As for the meaty center of the live performance—and I gained’t choose on Schnittke anymore—Polevá’s Simurgh-quintett, written in 2000, was an instance of sacred minimalism, impressed partially by Schnittke. This piece had its discordant moments, however the gradual liturgical tone, often disrupted by strident conversations among the many strings and piano, completely match the Previous Church and the live performance’s tone. I’ve by no means heard something fairly prefer it—prayerful, mysterious, mystical, despairing—maybe a chunk to accompany grief. It skirted monotony and left you wanting extra. Absolutely the composition and the sacred minimalism motion or “style” exerted some sway on Campbell’s reverential Cloud Valley. Let’s hope to listen to extra from Polevá, who lives in Switzerland and is best identified in Europe than right here.
Brahms’ 5 Songs, op.46, showcased Vakarė Petroliūnaitė’s robust, clear soprano as she sang some acquainted items, comparable to Brahms “Lullaby” and “To a Violet.” Every was not more than 3 minutes, and FNM piano accompanist Payne saved the tempo exacting but fluid. Petroliūnaitė has sung one different time with FNM, and he or she gave the impression to be at house. The viewers welcomed the shift from strings to voice.
And eventually, there was the Wieck-Schumann, the primary second of the night.
Wieck-Schumann, too typically referred to as Robert Schumann’s spouse, was the primary famous piano performer to pioneer the apply of performing music by reminiscence. She’s additionally a composer whose work is beginning to garner extra important consideration. Her 1853 piece, Variations on a Theme by Robert Schumann, op. 20, was sensitively and mellifluously dropped at life by uber-talented pianist Ohuchi, who talked about in James Bash’s Nov. 22 Oregon Arts Watch story that Schumann’s arms had been larger than hers–in order that her execution required a stretch on the Steinway grand. She overcame the impediment gracefully, taking part in rolled chords to compensate, trying and sounding as if she had been performing by reminiscence, the music in her bones. Written to honor Wieck-Schumann’s beloved husband–Romantic music large Robert Schumann, who was severely ailing–the 15-minute piece concluded the live performance to enthusiastic applause, letting us overlook about Schnittke, and even Wieck-Schumann’s alleged canoodling with Brahms. Ohuchi, by the best way, toughed out performing a Chamber Music Northwest live performance this summer time on the Alberta Rose Theatre with a sprained ankle. As with Wieck-Schumann, it will be a mistake to underestimate these two pianists.

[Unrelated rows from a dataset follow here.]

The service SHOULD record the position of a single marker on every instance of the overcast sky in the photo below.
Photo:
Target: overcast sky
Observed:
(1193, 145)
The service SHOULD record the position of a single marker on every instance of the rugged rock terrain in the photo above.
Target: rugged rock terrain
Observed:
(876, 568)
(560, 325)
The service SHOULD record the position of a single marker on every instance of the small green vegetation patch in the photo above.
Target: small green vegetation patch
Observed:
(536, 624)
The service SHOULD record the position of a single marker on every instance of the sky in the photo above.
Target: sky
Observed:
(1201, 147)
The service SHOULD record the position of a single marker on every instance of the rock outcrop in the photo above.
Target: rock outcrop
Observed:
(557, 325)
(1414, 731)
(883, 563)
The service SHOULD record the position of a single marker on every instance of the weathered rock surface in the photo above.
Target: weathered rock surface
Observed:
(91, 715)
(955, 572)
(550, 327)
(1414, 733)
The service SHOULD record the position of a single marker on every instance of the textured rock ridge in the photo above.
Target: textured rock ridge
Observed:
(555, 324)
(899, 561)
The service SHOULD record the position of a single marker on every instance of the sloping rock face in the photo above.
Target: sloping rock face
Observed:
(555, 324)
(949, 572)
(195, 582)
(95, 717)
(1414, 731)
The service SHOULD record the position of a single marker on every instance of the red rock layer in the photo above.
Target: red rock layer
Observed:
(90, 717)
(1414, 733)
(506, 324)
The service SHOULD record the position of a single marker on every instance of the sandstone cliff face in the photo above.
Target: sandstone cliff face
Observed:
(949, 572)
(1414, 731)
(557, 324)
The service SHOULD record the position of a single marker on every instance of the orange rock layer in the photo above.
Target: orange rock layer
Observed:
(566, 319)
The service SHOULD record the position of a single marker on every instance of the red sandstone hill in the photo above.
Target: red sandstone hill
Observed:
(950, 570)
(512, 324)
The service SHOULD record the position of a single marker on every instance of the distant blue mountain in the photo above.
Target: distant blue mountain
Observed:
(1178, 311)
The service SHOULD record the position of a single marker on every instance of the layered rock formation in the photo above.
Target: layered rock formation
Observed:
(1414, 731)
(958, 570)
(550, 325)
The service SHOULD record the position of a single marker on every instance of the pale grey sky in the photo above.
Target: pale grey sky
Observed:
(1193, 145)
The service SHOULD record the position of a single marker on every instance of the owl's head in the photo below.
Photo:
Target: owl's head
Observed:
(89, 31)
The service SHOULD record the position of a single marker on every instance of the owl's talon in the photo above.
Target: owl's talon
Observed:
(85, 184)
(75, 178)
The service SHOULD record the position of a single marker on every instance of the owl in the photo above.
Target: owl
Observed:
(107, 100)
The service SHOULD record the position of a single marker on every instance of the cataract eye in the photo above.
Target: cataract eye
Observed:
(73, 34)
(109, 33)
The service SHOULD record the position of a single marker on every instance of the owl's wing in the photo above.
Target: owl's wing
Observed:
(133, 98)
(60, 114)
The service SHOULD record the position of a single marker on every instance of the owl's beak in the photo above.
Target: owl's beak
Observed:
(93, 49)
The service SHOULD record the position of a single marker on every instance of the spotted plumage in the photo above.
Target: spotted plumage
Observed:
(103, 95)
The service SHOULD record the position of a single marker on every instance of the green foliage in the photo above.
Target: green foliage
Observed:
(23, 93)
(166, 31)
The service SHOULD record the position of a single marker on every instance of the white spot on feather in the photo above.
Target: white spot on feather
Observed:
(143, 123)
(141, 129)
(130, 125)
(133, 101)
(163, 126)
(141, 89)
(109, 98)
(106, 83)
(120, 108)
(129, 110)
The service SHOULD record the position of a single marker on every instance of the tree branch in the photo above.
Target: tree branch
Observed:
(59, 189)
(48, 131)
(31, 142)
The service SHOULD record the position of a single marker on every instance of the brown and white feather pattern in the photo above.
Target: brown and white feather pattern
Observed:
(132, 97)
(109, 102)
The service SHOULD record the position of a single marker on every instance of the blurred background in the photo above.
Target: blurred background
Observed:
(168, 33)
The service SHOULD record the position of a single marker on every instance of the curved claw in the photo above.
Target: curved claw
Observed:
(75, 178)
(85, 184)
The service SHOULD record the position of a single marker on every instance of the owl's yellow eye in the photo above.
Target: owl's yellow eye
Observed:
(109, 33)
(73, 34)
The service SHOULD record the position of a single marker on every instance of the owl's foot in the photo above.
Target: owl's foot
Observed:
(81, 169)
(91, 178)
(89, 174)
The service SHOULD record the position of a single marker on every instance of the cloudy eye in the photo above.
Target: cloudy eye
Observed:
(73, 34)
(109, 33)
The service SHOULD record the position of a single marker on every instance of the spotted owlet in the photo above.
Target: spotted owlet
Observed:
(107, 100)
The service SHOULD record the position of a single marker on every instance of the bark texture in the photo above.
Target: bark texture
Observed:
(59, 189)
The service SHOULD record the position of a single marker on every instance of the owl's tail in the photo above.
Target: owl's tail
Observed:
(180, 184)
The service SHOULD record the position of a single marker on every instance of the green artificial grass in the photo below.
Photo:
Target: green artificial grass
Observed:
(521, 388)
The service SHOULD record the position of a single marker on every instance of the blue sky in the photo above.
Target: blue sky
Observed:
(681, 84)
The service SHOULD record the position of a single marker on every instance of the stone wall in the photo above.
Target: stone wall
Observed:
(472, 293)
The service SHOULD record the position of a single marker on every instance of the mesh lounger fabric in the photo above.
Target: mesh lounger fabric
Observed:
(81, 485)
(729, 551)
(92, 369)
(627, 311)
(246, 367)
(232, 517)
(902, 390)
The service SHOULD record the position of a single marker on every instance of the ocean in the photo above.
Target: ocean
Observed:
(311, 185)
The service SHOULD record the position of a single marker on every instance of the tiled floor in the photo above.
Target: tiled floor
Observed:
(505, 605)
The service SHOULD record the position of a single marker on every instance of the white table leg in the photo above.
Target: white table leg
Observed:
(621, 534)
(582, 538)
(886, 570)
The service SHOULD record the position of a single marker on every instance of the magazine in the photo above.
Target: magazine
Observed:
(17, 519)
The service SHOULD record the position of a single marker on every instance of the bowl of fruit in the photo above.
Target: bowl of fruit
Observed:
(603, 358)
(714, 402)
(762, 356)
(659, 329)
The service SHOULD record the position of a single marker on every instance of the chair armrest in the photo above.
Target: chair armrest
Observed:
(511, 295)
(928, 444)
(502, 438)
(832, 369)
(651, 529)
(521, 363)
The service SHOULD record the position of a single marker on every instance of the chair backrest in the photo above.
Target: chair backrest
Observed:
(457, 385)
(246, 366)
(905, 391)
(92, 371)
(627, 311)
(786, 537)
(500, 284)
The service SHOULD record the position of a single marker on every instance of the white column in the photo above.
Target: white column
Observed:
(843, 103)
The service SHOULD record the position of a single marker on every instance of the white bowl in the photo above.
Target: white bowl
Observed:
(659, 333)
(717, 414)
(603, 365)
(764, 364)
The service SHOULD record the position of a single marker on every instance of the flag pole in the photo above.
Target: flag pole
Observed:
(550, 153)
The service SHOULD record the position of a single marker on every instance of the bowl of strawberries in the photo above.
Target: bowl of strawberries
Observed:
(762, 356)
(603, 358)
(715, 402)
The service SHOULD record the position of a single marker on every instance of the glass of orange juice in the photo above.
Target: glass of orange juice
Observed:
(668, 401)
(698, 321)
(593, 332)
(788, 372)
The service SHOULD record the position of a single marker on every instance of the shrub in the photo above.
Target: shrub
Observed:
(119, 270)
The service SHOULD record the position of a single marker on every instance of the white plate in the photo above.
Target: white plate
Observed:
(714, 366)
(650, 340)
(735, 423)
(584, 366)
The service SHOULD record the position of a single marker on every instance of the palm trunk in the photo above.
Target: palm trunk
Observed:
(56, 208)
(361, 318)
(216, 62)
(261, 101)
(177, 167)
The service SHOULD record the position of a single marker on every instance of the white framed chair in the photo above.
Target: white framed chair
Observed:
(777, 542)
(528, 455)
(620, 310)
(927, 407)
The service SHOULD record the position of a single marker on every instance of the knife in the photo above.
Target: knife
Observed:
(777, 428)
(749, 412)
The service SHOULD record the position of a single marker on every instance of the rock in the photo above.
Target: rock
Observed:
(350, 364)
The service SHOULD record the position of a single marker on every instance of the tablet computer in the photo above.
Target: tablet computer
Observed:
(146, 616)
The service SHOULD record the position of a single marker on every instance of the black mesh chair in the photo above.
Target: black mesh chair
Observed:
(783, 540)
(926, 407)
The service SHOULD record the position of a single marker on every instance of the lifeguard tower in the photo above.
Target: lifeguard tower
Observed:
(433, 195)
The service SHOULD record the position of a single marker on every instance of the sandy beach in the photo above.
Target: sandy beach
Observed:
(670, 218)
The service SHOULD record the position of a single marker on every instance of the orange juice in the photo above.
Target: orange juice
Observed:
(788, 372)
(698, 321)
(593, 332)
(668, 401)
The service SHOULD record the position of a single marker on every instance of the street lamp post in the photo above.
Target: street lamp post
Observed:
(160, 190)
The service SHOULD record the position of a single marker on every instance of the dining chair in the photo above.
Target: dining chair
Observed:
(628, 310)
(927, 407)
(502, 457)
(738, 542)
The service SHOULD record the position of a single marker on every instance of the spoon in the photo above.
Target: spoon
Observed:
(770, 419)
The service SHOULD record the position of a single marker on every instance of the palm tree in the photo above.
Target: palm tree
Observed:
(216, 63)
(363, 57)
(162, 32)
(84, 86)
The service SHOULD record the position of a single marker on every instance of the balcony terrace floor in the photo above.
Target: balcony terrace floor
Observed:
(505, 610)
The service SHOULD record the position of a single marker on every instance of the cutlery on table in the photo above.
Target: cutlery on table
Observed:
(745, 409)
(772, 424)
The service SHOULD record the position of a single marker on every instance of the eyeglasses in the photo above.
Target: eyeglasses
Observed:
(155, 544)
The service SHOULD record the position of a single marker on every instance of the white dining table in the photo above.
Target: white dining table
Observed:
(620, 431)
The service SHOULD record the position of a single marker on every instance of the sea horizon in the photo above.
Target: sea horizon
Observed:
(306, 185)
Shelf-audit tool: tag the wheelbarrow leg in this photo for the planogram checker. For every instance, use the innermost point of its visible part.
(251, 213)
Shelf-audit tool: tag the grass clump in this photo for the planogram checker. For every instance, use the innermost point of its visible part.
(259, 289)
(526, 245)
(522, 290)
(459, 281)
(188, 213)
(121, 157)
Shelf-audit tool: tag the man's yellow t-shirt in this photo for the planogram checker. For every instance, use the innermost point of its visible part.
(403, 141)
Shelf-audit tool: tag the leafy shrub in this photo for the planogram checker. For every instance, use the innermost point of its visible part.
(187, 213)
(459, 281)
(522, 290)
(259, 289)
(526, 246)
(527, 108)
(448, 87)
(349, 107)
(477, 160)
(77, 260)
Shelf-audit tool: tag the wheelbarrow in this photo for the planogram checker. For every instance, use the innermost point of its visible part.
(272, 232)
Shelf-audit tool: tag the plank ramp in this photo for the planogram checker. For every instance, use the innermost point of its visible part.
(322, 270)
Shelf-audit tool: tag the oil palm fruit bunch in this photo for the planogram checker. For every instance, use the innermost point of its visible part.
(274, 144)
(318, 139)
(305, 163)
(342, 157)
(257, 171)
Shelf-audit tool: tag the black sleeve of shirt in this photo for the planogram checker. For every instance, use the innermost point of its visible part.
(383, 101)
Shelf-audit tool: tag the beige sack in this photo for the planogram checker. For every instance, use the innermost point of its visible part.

This totally Western-music live performance was an schooling in influences, but actually, not as intriguing as 31-year-old FNM’s “Asian Resilience and Pleasure” Could efficiency that explored three generations of seven composers with roots in varied components of Asia. That’s not as a result of the Nov. 30 program traced Western music—or included Schnittke!— it was merely one reviewer’s choice.
And irrespective of which my choice, FNM “sells” tickets on a donation foundation. Give what you’ll be able to … a beneficiant manner for achieved musicians to place new, and infrequently outdated, works out into the world.